Il débita tout cela avec tant de chaleur et d’un ton si convaincu, que son ami changea involontairement de manières avec lui. Ils avaient atteint, à l’extrémité de la ruelle, le poteau indiquant la station. John s’assit sur sa malle, invita son ami à y prendre place à côté de lui, et lui posant la main sur l’épaule :

« Tom Pinch, dit-il, vous êtes une des meilleures créatures qu’il y ait en ce monde.

— Pas du tout, répondit Tom. Si seulement vous connaissiez Pecksniff aussi bien que je le connais, c’est de lui, par exemple, que vous pourriez dire cela, et vous ne vous tromperiez pas.

— Je dirai de lui tout ce qu’il vous plaira ; pas un mot de plus contre lui.

— C’est pour m’obliger, je le crains, plutôt que par égard pour lui, dit Pinch en secouant tristement la tête.

— Ce sera pour qui il vous plaira, Tom, pourvu que vous soyez satisfait.
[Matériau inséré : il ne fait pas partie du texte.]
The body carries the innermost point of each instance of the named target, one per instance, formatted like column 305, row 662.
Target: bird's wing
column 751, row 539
Oh ! c’est un fameux homme ! Ce n’est pas lui qui aurait jamais raflé, pour les mettre dans sa poche, toutes les épargnes si péniblement amassées par votre pauvre grand’mère, qui était femme de charge dans une maison, n’est-il pas vrai, Tom ?

— Oui, dit M. Pinch en frottant un de ses gros genoux et en secouant la tête ; femme de charge chez un gentleman.

— Non, ce n’est pas lui qui aurait jamais raflé, pour les mettre dans sa poche, toutes ses économies si péniblement acquises, en l’éblouissant par la perspective de votre bonheur, de votre fortune, quand il savait, mieux que personne, que rien de cela ne pouvait se réaliser ; ce n’est pas lui qui aurait jamais spéculé, à son profit, sur l’orgueil qu’elle ressentait pour vous, elle qui vous avait élevé, ni sur son désir que vous finissiez par faire un gentleman. Non, jamais, Tom !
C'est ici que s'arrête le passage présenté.